I’d tossed the magazine, and she hadn’t been in touch with Harry lately.
“How could I be so stupid?” she wailed.
She knew.
“And how could you hide the magazine from me? What did you think was going to happen? God, I did this. I did this to my own son. How could he even look at me?” She sniffled. “I put a painting of his sad eyes in front of his room. I’m a monster.”
“You’re not a monster.” I scooped her into my arms on the floor, kissing her forehead, threading my fingers through her hair. “You’re the farthest thing from a monster. You heal monsters. You set their hearts on fire and make the bad shit perish. Vaughn loves you very much. I do, too. This is why we couldn’t tell you. And I only recently learned myself.”
“Is he okay?” Her question came out muffled.
I felt my dress shirt soaked with her tears. I hated to see her like this. I’d kill a few more Harry Fairhursts with my bare hands if it meant making her happier.
“He is fine,” I said with conviction I didn’t feel, because where the fuck was he, anyway? “Absolutely fine. He is thriving. He is healthy. He is in love.”
The wreckage storming through her body subdued a little. I was on the right track.
“And Harry?” She unglued her head from my shoulder, looking up and blinking at me.
It never ceased to amaze me, the effect her eyes had on my heart rate. She was a wingless angel—divine and saintly, but not in a prude way that made you want to fuck her dirty just to prove she was less than perfect.
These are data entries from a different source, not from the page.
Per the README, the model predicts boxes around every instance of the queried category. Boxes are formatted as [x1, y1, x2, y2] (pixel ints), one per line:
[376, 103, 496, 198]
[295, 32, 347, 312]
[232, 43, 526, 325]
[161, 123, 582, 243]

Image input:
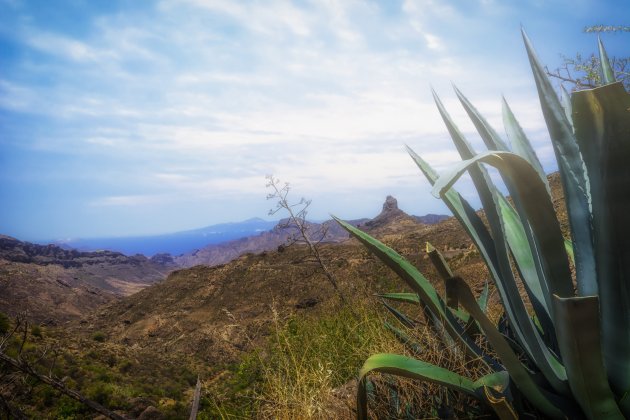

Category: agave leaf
[597, 37, 616, 85]
[497, 190, 551, 315]
[376, 292, 420, 305]
[407, 144, 572, 384]
[333, 216, 499, 369]
[554, 296, 627, 419]
[483, 386, 518, 420]
[564, 239, 575, 265]
[407, 147, 568, 392]
[453, 86, 510, 152]
[454, 277, 565, 418]
[522, 27, 597, 296]
[427, 242, 458, 310]
[381, 301, 417, 328]
[450, 88, 555, 334]
[433, 92, 572, 380]
[333, 216, 500, 370]
[560, 86, 573, 128]
[357, 353, 509, 419]
[433, 152, 573, 394]
[406, 146, 498, 278]
[495, 191, 558, 352]
[503, 97, 551, 192]
[573, 82, 630, 410]
[385, 321, 422, 354]
[432, 152, 573, 297]
[477, 280, 490, 313]
[432, 91, 529, 336]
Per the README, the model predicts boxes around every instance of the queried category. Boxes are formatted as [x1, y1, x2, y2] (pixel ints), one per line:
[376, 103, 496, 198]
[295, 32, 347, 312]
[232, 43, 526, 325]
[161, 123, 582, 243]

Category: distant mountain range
[47, 218, 278, 257]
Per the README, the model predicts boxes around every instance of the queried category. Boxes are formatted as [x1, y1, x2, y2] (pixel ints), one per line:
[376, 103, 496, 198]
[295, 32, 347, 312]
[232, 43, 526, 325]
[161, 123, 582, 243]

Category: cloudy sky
[0, 0, 630, 240]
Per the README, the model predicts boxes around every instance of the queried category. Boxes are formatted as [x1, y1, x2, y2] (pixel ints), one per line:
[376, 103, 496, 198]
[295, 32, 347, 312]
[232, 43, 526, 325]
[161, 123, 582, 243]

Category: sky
[0, 0, 630, 240]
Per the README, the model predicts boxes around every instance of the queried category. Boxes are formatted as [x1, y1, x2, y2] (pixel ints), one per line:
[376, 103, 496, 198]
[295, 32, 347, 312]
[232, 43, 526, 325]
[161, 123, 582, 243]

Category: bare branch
[267, 175, 356, 316]
[0, 351, 127, 420]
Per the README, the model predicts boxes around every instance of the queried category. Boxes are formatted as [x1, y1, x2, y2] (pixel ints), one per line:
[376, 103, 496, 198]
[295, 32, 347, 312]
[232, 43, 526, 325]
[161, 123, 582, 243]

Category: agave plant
[337, 32, 630, 419]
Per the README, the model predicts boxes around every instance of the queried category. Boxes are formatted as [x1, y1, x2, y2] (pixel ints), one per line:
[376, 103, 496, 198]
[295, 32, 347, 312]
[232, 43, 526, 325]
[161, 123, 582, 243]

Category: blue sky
[0, 0, 630, 240]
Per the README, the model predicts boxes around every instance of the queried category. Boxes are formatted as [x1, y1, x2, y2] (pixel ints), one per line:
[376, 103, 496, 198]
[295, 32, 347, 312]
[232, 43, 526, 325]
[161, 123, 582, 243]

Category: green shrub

I dragged my thumb across her lips. “Dealt with,” I said.
She closed her eyes and took a ragged breath.
“Did Vaughn…”
“No. I did.” I refused to let her finish the sentence, knowing how much it pained her to even think it. “Vaughn went back to his girlfriend, Lenny. He is fine.” A lie. Who the fuck knew where my son was right now? “We didn’t tell you because we knew you’d take the blame.”
“I am to blame.” She shook her head.
I shut her up with a bruising kiss. “No. Harry Fairhurst is responsible. The responsibility for child abuse is on the abuser. Vaughn was surrounded by top-of-the-line nannies on the rare occasions he was out of our sight. We sent him to the best establishments. You gave him everything you could. Despite what happened to him, he grew up to be a boy who adores his mother so much, he couldn’t even tell you to remove that stupid painting from the wall opposite to his door. This is the mark you left on him, Em. Not the ten minutes he was out of your sight. Not the time he moved to Carlisle Castle for the summer after begging us to go there. You couldn’t have known.”
As I spoke the words, I realized I couldn’t have prevented this from happening, either.
I couldn’t shoulder the responsibility, because I’d tried to protect my son with the ferocity of a thousand blazing suns. I knew that, because I, myself, had been abused.
In a very different way, but nonetheless.
“The best thing we can do for him is pretend it never happened, that you still don’t know. Allow him his dignity, Em. It’s the most important thing a young man can have. Now, let’s go home and leave the two lovebirds to clean up their own mess. We’re due back to see his exhibition, anyway.”
I picked her up and took her home.
My trophy.
My girl.
My heart.
My everything.
LENORA
The entire courtyard was full of them.
Posters of my uncle, Harry Fairhurst, smiling, with the caption: “Rip me if I hurt you.”
The idea was to let people speak up without expecting them to come forward and admit to something still considered shameful and weak in our society. To me, admitting you’d been sexually abused was brave, but I understood it wasn’t my place to judge how people handled their personal tragedies.
I’d printed out one hundred fifty copies of the posters and hung them all over Carlisle Prep. By the next morning, many of the posters had been ripped apart. Some stomped on. Some now included a Hitler moustache, horns, or acne on his face.